Di keramaian pasar, di teras-teras masjid, di jalanan sempit, disana aku menemukan jejak-jejak Aulia, sosok bersahaja dan penuh cinta itu begitu mudah aku temukan di daerah ini.
Sebelumnya aku tidak pernah mengerti dan tidak mau tahu siapa gerangan dirinya, kawan-kawanku sering menyebutnya dengan julukan Aulia, nama yang indah sesuai dengan keindahan hati sang pemilik nama.
Gemetar raga ini saat mata tajamnya membalas tatapanku, seketika itu akupun menundukkan wajah dengan perasaan campur baur antara takut dan malu. Konon Aulia memiliki basirah yang tajam, basirah yang mampu menguak rahasia lahir dan batin seseorang.
Pengabdian tanpa pamrih dan kesungguhannya dalam memanage inner beauty menyadarkan kebodohanku yang menyelimuti kerasnya hati ini. betapa hinanya aku.

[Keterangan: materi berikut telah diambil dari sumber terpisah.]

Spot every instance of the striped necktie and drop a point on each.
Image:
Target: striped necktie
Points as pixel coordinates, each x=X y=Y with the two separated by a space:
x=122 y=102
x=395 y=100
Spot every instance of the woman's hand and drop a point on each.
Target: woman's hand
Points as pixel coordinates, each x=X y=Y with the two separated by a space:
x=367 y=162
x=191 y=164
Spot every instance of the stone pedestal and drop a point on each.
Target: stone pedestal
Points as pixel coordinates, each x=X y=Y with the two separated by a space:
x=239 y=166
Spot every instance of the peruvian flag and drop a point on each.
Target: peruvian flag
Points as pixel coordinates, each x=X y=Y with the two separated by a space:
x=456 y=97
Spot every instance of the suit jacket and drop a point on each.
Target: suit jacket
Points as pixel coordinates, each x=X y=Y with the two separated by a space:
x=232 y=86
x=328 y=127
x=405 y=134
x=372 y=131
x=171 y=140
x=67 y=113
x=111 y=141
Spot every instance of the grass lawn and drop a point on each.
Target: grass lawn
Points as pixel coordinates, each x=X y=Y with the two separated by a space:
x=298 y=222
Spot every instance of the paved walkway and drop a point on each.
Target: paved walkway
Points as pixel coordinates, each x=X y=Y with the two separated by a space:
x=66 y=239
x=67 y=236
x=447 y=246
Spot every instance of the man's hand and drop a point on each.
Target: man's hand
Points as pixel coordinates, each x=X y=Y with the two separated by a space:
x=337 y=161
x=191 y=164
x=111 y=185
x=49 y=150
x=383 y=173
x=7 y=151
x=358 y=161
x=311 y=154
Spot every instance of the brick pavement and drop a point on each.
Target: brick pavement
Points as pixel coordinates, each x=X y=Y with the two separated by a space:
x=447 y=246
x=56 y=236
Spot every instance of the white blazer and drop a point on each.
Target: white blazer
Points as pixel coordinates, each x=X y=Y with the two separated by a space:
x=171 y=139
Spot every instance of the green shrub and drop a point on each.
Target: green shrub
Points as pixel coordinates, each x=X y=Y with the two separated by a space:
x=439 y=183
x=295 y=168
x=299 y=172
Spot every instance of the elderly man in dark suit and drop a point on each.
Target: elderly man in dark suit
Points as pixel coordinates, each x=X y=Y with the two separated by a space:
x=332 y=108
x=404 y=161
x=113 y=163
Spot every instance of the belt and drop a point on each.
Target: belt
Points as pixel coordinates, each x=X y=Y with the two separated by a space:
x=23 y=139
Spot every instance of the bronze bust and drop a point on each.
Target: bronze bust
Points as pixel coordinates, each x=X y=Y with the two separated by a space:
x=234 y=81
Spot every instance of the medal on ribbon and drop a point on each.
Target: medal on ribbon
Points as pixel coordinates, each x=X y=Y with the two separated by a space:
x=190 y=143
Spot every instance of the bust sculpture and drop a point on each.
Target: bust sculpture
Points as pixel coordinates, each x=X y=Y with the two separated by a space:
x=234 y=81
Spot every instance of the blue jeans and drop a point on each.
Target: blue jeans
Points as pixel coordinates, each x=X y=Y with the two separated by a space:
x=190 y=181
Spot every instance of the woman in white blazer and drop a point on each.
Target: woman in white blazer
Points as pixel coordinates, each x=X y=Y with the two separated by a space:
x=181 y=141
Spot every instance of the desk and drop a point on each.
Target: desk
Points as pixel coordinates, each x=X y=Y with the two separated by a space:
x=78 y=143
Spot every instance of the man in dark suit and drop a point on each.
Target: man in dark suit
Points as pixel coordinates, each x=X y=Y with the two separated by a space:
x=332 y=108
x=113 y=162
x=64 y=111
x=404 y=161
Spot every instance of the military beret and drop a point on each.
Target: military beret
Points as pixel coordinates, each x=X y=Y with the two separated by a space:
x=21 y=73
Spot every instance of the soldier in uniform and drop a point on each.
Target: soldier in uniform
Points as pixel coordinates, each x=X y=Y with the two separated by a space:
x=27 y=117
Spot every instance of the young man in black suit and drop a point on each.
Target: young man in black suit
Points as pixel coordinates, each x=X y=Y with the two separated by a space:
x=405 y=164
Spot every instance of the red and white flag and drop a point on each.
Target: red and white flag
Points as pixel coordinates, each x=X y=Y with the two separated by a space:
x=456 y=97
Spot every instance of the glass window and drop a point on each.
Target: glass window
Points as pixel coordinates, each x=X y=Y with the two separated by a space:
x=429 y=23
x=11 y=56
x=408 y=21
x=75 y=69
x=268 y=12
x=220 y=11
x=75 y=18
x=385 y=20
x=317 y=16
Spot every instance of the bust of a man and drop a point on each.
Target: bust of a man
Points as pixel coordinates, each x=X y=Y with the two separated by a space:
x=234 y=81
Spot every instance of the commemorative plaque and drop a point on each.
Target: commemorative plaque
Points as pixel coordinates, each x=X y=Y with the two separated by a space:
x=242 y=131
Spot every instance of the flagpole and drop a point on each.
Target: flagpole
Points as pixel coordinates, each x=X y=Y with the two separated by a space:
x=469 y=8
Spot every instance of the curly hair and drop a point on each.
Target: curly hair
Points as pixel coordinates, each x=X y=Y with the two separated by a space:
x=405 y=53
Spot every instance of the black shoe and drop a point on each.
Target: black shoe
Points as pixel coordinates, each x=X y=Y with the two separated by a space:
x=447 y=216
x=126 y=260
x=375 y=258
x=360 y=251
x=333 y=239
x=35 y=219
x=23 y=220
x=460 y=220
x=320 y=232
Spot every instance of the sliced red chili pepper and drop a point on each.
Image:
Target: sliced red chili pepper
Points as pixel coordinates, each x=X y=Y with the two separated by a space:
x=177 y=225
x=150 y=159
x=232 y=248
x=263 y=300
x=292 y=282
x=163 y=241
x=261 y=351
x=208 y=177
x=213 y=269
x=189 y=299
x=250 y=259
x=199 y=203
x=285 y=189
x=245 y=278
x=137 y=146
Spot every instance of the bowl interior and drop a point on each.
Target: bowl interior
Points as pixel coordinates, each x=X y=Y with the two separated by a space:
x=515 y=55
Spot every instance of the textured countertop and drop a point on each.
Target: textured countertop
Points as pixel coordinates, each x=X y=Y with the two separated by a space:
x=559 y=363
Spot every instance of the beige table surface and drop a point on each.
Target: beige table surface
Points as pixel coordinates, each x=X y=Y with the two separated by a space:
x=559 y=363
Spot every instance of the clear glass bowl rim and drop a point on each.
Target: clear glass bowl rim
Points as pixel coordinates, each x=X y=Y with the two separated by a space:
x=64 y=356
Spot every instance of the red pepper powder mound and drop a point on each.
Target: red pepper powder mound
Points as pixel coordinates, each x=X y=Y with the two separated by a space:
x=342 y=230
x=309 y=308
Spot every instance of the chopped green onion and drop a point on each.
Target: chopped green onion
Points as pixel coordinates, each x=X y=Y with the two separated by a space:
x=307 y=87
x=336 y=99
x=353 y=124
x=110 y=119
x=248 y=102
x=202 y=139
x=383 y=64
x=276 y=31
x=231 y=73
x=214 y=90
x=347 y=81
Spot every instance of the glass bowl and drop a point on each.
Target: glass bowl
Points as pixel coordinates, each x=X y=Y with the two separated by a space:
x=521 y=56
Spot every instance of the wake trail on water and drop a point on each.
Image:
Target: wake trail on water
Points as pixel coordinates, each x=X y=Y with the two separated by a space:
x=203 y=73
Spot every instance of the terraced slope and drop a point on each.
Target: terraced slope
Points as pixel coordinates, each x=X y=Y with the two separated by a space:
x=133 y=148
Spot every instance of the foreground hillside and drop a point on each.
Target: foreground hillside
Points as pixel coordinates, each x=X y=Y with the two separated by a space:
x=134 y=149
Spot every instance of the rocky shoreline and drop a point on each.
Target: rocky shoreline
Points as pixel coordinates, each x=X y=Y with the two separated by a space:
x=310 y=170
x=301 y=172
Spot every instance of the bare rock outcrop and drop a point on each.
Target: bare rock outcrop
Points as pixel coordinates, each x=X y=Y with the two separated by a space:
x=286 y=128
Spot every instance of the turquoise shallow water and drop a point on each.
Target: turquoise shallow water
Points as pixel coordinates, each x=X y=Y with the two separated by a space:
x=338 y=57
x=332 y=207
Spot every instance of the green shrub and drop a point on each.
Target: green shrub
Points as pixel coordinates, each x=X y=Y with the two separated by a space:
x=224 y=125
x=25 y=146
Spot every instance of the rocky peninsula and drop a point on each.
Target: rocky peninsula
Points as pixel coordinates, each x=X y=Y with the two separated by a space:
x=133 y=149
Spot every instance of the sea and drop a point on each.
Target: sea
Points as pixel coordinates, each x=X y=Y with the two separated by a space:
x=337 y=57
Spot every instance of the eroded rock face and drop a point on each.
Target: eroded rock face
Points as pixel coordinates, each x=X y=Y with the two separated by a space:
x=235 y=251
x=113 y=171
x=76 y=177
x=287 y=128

Aulia telah sampai pada puncak kenikmatan hidup yang sebenarnya, baginya candu ekstase bukanlah barang yang haram, sementara aku masih mengharamkan diri dari meraih kenikmatan rasa itu.
Lima tahun bukanlah waktu yang singkat. Usia belasan ku akhiri dengan penuh misteri. Aulia, sayang sekali aku terlambat mengenalmu. Saat-saat terakhir bersamamu begitu mengesankan. Dalam perjalanan pulang, aku menemui beberapa keajaiban, aku percaya semua itu bukanlah sekedar accidentally, ada dirimu yang selalu mendoakan kebaikan masa depanku.
Aku masih melihatmu, mengenangmu, merindukan bimbingan penuh kasihmu, senyum tulusmu. Hmmm betapa mimpi-mimpiku kerap kali menghadirkan sosokmu.
Aku yakin, capat atau lambat Aulia pasti akan mengajakku kembali bersua dalam damainya kebersamaan demi menuai hakikat cinta dan pertemanan sejati.